Aaraus Balaj ballert Lausanne weg
91. Minute: Lausanne-Stürmer Andi Zeqiri steigt nach einem Corner am höchsten und köpfelt zum 4:5 aus Sicht der Gäste ein. Der FC Aarau wird doch nicht?
Nein! Kurz darauf pfeift Schiedsrichter Luca Cibelli das Spiel ab. Und was für ein Spiel! Nach 47 Minuten erzielt Lausanne das 3:1, die Partie scheint zugunsten des Tabellenführers entschieden. Doch dann zeigt sich im Brügglifeld wieder einmal die Unberechenbarkeit des Fussballs! Innert vier Minuten gleicht das Heimteam aus, schüttelt alle Probleme dieser zähen Saison ab und liegt nach 82 Minuten 5:3 vorne.
Der Wahnsinn hat einen
Namen: Liridon Balaj. Vor dem Spiel nur Insidern ein Begriff, schiesst sich der 20-jährige Kosovare gegen Lausanne in den Fokus. Drei Tore gegen die
beste Abwehr der Liga, gegen den Tabellenführer, der nun nur noch fünf Punkte vor Verfolger GC liegt. Wird Giorgio Contini schon in den nächsten Tagen als Trainer abgesetzt?
Doch zurück zu Balaj: Im Sommer 2019 macht dieser im Testspiel gegen den FC Baden mit seinen Dribblings erstmals auf sich aufmerksam. Technisch eine Augenweide, aber viel zu ballverliebt – dies die ersten Eindrücke. Doch Trainer Patrick Rahmen und Sportchef Sandro Burki glauben an Balajs Potenzial zum neuen Spektakelspieler, und geben ihm einen Vertrag bis 2021.

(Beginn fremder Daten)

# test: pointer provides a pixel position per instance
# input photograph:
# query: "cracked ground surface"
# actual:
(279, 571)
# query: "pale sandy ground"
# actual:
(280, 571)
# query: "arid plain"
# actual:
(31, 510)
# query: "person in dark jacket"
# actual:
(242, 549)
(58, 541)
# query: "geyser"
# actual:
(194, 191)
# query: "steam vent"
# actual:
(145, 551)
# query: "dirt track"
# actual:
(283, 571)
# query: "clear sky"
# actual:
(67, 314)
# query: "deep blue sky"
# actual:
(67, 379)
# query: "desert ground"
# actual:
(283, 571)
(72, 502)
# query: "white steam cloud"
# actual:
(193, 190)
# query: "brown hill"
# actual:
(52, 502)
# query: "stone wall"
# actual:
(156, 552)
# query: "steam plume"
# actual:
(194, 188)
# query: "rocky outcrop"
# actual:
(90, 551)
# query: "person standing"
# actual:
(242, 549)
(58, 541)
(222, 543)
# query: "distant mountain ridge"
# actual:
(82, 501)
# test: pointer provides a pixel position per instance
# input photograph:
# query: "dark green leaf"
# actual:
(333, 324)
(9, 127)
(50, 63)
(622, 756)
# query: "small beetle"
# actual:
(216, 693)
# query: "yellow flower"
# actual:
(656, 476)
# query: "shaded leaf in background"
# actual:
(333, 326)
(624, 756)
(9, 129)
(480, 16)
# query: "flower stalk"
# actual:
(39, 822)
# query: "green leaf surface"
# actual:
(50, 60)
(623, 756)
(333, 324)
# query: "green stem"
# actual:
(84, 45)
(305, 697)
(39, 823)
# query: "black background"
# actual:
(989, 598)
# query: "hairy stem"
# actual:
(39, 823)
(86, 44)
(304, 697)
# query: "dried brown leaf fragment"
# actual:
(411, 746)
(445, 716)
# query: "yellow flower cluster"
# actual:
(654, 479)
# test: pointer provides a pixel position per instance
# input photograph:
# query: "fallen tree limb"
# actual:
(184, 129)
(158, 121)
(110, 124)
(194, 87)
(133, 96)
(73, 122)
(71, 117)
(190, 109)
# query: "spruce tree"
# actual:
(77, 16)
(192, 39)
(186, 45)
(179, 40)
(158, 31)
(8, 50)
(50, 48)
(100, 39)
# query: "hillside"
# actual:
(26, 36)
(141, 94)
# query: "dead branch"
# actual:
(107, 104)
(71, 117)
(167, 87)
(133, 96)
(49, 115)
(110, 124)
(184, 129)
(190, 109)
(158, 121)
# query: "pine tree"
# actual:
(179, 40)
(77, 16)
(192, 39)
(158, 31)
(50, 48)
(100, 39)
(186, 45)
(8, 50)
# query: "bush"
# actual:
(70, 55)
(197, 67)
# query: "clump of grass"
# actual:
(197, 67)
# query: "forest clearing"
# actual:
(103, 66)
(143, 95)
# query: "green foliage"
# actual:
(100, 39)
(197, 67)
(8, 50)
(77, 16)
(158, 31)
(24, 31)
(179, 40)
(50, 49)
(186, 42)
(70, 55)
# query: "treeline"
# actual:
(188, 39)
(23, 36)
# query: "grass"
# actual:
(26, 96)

Bis zur Corona-Pause kämpft Balaj um den Anschluss, seit dem Wiederbeginn der Meisterschaft dreht er auf: Bereits vergangene Woche beim 3:1-Sieg in Chiasso ist er der auffälligste Aarauer, bei der 2:5-Pleite gegen Winterthur Anfang dieser Woche geht einzig von ihm Gefahr aus.
Und dann dieser Galaauftritt gegen Lausanne: 25 Minuten sind gespielt, langsam findet Aarau aus der anfänglichen Lethargie, als Balaj 30 Meter vor dem Tor angespielt wird, zum Sprint ansetzt und mit einem satten Schuss aus 18 Metern zum 1:1 trifft. Ab diesem Moment ist er der auffälligste Spieler auf dem Platz, ist sogar im eigenen Strafraum anzutreffen, wo er in der 40. Minute in extremis vor dem einschussbereiten Dominguez rettet. Gegen den Doppel-Bock der Aarauer Mehidic und Ammeter, der zum 1:2 in der 44. Minute führt, kann auch Balaj nichts ausrichten.
Doch dann provoziert er mit einem seiner zahlreichen Abschlüsse den Corner, der zum 2:3 durch Zverotic führt. Die Aufholjagd ist lanciert! Wieder Corner für Aarau, der eingewechselte Alounga blockt den Ball für Balaj frei, der diesen in der 66. Minute aus sieben Metern ins Tor knallt.
Wenig später richtet sich der Fokus kurzzeitig auf Shkelzen Gashi: In der 76. Minute wird der Stürmer eingewechselt, das langersehnte Comeback des Rückkehrers ist Tatsache.
Die 750 Zuschauer im Brügglifeld stehen Kopf
Auch mit Gashi spielt der FC Aarau nun wie aus einem Guss: Angriff für Angriff rollt auf das Tor der verdutzten Gäste, das 4:3 ist eine Frage der Zeit. In der 80. Minute ist es soweit: Balaj fängt einen missglückten Befreiungsschlag ab, nimmt am Strafraum Mass und trifft überlegt ins Eck. Die 750 Zuschauer im Brügglifeld stehen Kopf! Mit dieser Aufholjagd haben sie nicht gerechnet! Und mit Balaj ist einer auf dem Weg zum neuen Publikumsliebling! Das 5:3 von Alounga nach herrlichem Zuspiel von Gashi (82. Minute) ist das Sahnehäubchen auf die beste Halbzeit des FC Aarau in dieser Saison.
«Ein Traum, mein erster Dreierpack als Profi», sagt der Matchwinner nach dem Schlusspfiff, der von den Teamkollegen geherzt wird und sein Glück kaum fassen kann. Balaj ist wie ein Spiegelbild für die Saison des FC Aarau: Überraschungen en masse!